I found that $x=1$ is a solution of $$\sqrt{x}+\sqrt[3]{x^2-1}+\sqrt[4]{x^3+15}=x^2+2.$$

How would one find other real solutions?

Answer 1

As Dr. Sonnhard Graubner commented, the problem is to find the second $x$ intercept of function $$f(x)=\sqrt{x}+\sqrt[3]{x^2-1}+\sqrt[4]{x^3+15}-x^2-2$$ Such a monster will not show any analytical solution and only numerical methods (such as Newton) will do the job.

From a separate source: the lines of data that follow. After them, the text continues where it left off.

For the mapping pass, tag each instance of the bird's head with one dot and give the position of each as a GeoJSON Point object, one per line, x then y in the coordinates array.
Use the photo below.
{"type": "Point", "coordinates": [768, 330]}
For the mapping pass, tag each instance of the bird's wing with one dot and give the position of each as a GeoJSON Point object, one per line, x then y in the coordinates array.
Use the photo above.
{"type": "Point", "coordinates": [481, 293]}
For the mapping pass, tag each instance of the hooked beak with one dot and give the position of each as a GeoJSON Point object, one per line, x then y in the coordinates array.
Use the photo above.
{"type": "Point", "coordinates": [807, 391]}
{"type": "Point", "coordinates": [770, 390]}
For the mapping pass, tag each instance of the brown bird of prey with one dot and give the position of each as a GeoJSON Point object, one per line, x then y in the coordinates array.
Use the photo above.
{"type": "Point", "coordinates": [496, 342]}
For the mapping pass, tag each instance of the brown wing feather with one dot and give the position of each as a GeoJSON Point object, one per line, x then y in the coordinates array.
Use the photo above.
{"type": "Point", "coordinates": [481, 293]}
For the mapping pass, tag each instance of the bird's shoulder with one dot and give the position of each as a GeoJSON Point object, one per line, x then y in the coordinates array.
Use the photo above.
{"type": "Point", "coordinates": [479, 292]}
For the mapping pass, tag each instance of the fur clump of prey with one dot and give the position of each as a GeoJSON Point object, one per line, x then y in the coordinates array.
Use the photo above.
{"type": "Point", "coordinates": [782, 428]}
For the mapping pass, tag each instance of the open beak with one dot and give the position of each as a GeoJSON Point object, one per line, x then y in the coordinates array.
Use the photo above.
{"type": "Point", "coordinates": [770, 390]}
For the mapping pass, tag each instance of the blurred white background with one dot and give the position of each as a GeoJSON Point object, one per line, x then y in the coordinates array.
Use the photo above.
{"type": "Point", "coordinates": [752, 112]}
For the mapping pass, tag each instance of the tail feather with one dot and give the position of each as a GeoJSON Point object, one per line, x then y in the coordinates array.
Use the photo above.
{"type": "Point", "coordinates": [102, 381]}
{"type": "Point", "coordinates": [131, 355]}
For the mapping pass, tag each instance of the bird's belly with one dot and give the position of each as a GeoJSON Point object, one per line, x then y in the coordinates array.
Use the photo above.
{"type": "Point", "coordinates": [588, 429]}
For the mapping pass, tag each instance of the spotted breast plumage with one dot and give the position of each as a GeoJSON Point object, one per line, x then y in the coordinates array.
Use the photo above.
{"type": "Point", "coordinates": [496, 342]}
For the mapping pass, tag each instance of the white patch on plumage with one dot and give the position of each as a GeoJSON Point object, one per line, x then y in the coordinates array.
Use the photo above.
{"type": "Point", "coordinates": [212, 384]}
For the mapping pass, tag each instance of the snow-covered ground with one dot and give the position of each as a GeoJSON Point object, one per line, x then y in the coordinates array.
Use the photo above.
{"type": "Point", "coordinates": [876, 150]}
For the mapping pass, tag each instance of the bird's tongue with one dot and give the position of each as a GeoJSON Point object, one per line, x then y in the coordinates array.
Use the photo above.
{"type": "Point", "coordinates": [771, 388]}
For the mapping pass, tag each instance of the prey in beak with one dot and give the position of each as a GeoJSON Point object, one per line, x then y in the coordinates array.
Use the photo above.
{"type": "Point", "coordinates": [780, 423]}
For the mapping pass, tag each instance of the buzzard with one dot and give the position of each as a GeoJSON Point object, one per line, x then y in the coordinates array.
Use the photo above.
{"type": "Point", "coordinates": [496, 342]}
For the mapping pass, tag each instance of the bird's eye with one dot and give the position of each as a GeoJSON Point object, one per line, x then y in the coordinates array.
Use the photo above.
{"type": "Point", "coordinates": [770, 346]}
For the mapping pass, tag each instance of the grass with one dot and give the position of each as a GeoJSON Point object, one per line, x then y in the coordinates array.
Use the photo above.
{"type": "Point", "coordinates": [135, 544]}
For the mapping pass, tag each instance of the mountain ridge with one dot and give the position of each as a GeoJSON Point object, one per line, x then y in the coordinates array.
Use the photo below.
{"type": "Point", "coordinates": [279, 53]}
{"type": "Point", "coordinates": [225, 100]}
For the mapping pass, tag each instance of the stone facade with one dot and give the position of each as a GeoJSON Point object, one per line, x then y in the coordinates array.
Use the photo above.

I suppose that, from a plot of the function, you noticed that the root is close to $x_0=1.5$. So, using this value as a starting point and applying Newton method, the iterates would be $$x_1=1.579472329$$ $$x_2=1.574652774$$ $$x_3=1.574635699$$ which is the solution for ten significant figures.

Answer 2

To find a polynomial with that root:
You have $A+B+C=x^2+2$. Consider $(x^2+2)^2=(A+B+C)^2= x+B^2+C^2+2AB+2AC+2BC$.
Take the first 25 powers of $x^2+2$, from $1=(x^2+2)^0$ to $(x^2+2)^{24}$. They will all be linear combinations of $A,B,C,B^2,C^2,C^3,AB,AB^2,AC,ABC,AB^2C,...$ with coefficients that are polynomials in $x$. But that is a 24-dimensional space, so there is a linear relation between the 25 formulas. This linear relation is a polynomial in $x$.